PBF Insider Files Form 144 for 50,000 Class A Shares Worth $1.7M
Rhea-AI Filing Summary
PBF Energy Inc. (PBF) filed a Form 144 reporting a proposed sale of 50,000 Class A shares through Fidelity Brokerage Services on 09/25/2025. The filing states an aggregate market value of $1,706,690.10, with the company showing 115,698,631 shares outstanding, so the proposed sale represents roughly 0.043% of outstanding shares. The securities were acquired under an option granted on 10/27/2015, with the acquisition and planned sale both listed as 09/25/2025, and proceeds to be received in cash. The filer reports no sales in the past three months and affirms no undisclosed material adverse information.
Positive
- Transparent disclosure of broker, share count, acquisition history, and planned sale date in compliance with Rule 144
- No securities sold in the prior three months, simplifying aggregation and indicating this is an isolated reported sale
Negative
- Insider liquidity event involving $1.7M of stock may attract investor attention despite being small relative to outstanding shares
Insights
TL;DR: A routine insider sale of 50,000 shares worth $1.7M — small relative to total shares outstanding, likely immaterial to valuation.

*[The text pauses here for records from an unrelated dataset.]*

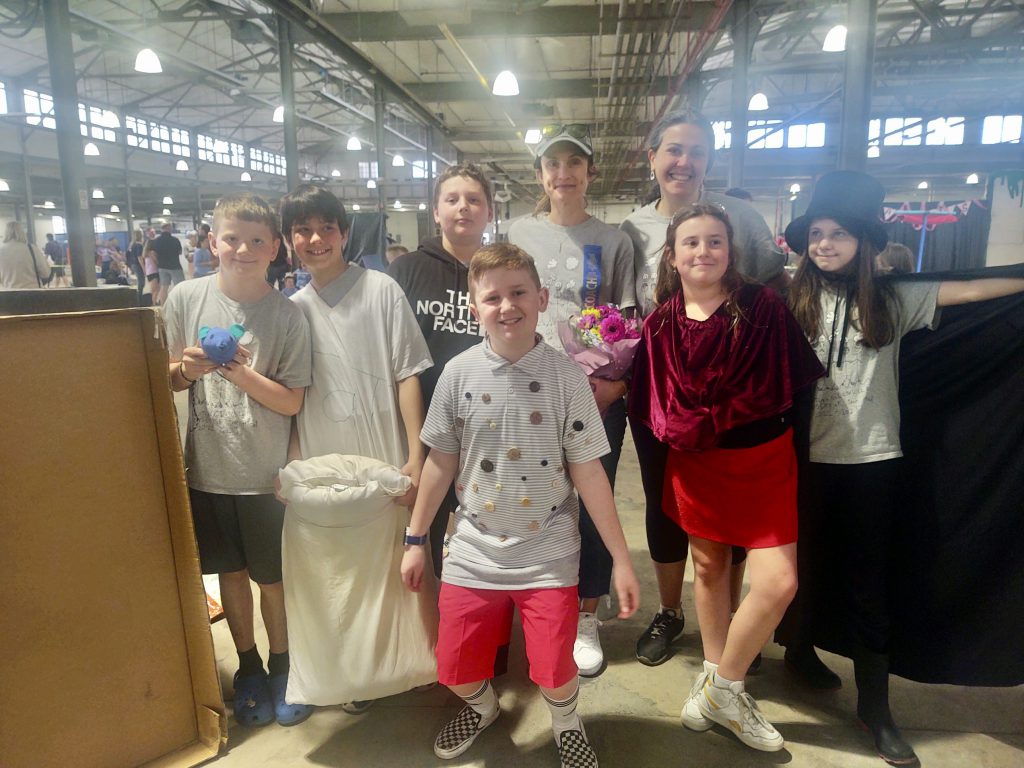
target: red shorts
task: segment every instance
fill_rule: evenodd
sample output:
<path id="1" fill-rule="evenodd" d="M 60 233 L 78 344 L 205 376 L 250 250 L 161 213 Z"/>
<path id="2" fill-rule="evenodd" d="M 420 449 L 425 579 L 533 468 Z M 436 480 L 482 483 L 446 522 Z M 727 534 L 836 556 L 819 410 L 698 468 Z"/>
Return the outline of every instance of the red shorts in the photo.
<path id="1" fill-rule="evenodd" d="M 441 584 L 437 604 L 437 679 L 463 685 L 494 677 L 494 658 L 512 632 L 512 611 L 519 608 L 526 639 L 530 679 L 558 688 L 576 676 L 579 598 L 575 586 L 544 589 L 470 589 Z"/>

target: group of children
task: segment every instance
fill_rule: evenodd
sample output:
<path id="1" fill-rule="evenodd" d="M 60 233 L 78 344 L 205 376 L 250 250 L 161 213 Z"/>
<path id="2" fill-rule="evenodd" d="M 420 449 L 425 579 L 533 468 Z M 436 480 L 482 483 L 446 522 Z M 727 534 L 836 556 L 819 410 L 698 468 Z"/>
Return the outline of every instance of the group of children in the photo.
<path id="1" fill-rule="evenodd" d="M 889 713 L 885 656 L 898 343 L 930 325 L 938 306 L 1024 290 L 1024 281 L 880 283 L 881 187 L 836 172 L 786 231 L 803 257 L 787 306 L 748 279 L 781 271 L 763 221 L 702 189 L 710 126 L 677 113 L 654 136 L 648 157 L 661 197 L 623 231 L 586 212 L 596 174 L 586 126 L 549 126 L 536 150 L 544 204 L 513 224 L 509 243 L 480 247 L 490 188 L 475 166 L 455 166 L 436 185 L 441 236 L 397 258 L 390 277 L 345 261 L 345 210 L 324 188 L 286 195 L 280 229 L 257 197 L 218 203 L 211 247 L 220 271 L 177 286 L 163 315 L 171 384 L 189 390 L 186 463 L 202 567 L 220 574 L 239 654 L 240 723 L 291 725 L 310 714 L 285 697 L 277 472 L 292 459 L 355 454 L 411 478 L 397 500 L 411 508 L 395 542 L 405 550 L 401 578 L 419 589 L 432 567 L 442 581 L 438 680 L 465 706 L 441 729 L 435 754 L 463 753 L 498 717 L 490 680 L 518 608 L 561 764 L 596 766 L 576 711 L 578 674 L 603 665 L 598 600 L 614 588 L 622 618 L 639 600 L 612 490 L 628 392 L 661 597 L 638 641 L 643 663 L 665 661 L 682 630 L 687 541 L 694 557 L 704 664 L 683 724 L 719 723 L 753 748 L 783 747 L 743 680 L 793 600 L 798 572 L 813 587 L 817 575 L 797 557 L 799 532 L 801 552 L 858 571 L 850 594 L 801 590 L 801 615 L 813 615 L 806 606 L 818 597 L 849 606 L 840 631 L 855 662 L 858 715 L 884 759 L 916 760 Z M 291 300 L 265 280 L 279 231 L 311 275 Z M 557 344 L 559 321 L 603 303 L 646 318 L 631 381 L 588 380 Z M 200 347 L 200 329 L 236 323 L 241 346 L 218 365 Z M 798 518 L 798 466 L 801 488 L 806 473 L 808 487 L 829 490 L 838 524 L 805 521 L 825 512 L 814 494 Z M 742 600 L 738 554 L 750 569 Z M 270 640 L 266 669 L 250 578 Z M 787 662 L 831 682 L 814 655 L 816 632 L 801 625 Z"/>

The filing discloses a single proposed sale by a person associated with PBF: 50,000 Class A shares valued at $1,706,690.10 to be executed via Fidelity on 09/25/2025. Given the issuer's 115.7 million shares outstanding, the sale equals about 0.043% of outstanding shares, which is modest in size and unlikely to move the stock or alter the company's capital structure. The shares derive from an option originally granted in 2015 and the transaction is cash-settled. No other recent sales are reported, which reduces immediate market-signaling risk.
TL;DR: Disclosure meets Rule 144 requirements; the filing is transparent but flags an insider liquidity event.

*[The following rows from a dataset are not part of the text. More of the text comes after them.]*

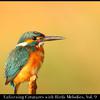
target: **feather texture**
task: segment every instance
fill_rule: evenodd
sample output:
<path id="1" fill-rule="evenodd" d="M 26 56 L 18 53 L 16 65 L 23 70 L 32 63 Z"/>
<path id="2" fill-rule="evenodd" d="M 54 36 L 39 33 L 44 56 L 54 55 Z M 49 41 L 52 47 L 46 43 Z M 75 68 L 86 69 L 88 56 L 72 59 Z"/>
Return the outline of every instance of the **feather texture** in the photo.
<path id="1" fill-rule="evenodd" d="M 18 74 L 23 65 L 27 63 L 29 58 L 29 53 L 26 48 L 16 47 L 9 54 L 7 63 L 6 63 L 6 82 L 13 80 L 13 78 Z"/>

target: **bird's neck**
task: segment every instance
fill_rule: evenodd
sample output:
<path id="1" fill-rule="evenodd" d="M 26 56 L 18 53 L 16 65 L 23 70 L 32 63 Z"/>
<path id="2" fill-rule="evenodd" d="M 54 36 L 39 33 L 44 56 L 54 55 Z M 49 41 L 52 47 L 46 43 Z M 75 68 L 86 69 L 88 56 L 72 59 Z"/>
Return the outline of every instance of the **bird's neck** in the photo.
<path id="1" fill-rule="evenodd" d="M 43 46 L 35 46 L 35 49 L 37 50 L 37 51 L 40 51 L 40 52 L 42 52 L 43 54 L 44 54 L 44 49 L 43 49 Z"/>
<path id="2" fill-rule="evenodd" d="M 26 46 L 25 48 L 28 50 L 28 52 L 39 51 L 44 54 L 43 46 Z"/>

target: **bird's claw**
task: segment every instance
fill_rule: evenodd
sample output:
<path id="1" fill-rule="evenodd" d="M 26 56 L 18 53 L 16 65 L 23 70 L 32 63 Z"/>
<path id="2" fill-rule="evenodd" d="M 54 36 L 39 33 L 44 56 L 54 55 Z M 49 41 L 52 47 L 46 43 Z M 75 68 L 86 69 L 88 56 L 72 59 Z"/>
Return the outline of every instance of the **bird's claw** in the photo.
<path id="1" fill-rule="evenodd" d="M 37 74 L 32 75 L 32 77 L 30 78 L 30 80 L 35 81 L 38 78 Z"/>

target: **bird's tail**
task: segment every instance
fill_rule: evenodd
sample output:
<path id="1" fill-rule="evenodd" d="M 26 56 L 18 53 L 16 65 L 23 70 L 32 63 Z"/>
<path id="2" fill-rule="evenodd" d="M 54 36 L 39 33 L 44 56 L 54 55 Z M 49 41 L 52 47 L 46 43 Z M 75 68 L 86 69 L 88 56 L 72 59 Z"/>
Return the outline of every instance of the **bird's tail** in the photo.
<path id="1" fill-rule="evenodd" d="M 5 85 L 7 85 L 9 83 L 9 81 L 6 79 Z"/>

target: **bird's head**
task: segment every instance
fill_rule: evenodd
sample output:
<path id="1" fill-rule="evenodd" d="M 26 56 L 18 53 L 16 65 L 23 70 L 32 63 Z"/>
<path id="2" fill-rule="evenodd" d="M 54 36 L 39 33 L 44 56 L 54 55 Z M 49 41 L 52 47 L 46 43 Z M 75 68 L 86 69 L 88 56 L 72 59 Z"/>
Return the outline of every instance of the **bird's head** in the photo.
<path id="1" fill-rule="evenodd" d="M 42 46 L 46 41 L 62 40 L 61 36 L 45 36 L 37 31 L 25 32 L 19 39 L 17 46 Z"/>

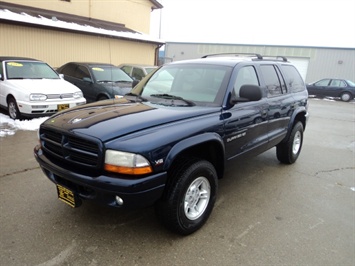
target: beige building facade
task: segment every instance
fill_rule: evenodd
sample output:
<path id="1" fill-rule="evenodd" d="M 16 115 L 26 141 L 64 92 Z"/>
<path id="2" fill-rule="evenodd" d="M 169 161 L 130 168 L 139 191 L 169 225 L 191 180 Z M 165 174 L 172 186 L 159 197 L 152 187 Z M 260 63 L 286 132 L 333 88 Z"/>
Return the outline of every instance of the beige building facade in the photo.
<path id="1" fill-rule="evenodd" d="M 0 1 L 0 55 L 43 60 L 157 64 L 164 42 L 149 35 L 149 0 Z"/>

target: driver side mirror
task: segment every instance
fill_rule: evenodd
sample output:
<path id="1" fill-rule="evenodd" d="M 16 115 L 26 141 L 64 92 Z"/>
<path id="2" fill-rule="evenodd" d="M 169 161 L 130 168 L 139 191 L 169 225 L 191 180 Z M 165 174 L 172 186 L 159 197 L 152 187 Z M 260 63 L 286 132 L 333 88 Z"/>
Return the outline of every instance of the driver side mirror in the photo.
<path id="1" fill-rule="evenodd" d="M 239 96 L 232 96 L 230 102 L 231 104 L 236 104 L 238 102 L 256 102 L 261 100 L 263 93 L 261 88 L 257 85 L 245 84 L 240 87 Z"/>
<path id="2" fill-rule="evenodd" d="M 92 83 L 92 80 L 89 77 L 83 77 L 83 81 Z"/>

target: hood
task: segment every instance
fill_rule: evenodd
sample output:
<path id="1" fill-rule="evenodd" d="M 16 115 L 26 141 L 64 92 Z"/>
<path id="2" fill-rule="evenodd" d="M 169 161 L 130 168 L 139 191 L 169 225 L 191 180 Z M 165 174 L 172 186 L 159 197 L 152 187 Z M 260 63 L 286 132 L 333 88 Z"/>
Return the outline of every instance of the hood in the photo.
<path id="1" fill-rule="evenodd" d="M 6 82 L 28 93 L 64 94 L 80 91 L 78 87 L 63 79 L 10 79 Z"/>
<path id="2" fill-rule="evenodd" d="M 219 110 L 219 107 L 164 107 L 130 102 L 122 98 L 95 102 L 58 113 L 46 120 L 42 126 L 89 135 L 105 142 L 146 128 Z"/>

The Form 144 includes required broker, share count, acquisition details, and the seller's representation about material non-public information. The option grant date (10/27/2015) and same-day acquisition/sale dates listed (09/25/2025) are noted in the table. The absence of securities sold during the prior three months simplifies aggregation rules. From a governance standpoint, this is a standard compliance filing documenting an insider's planned sale; it does not by itself indicate governance concerns but merits monitoring if similar filings recur.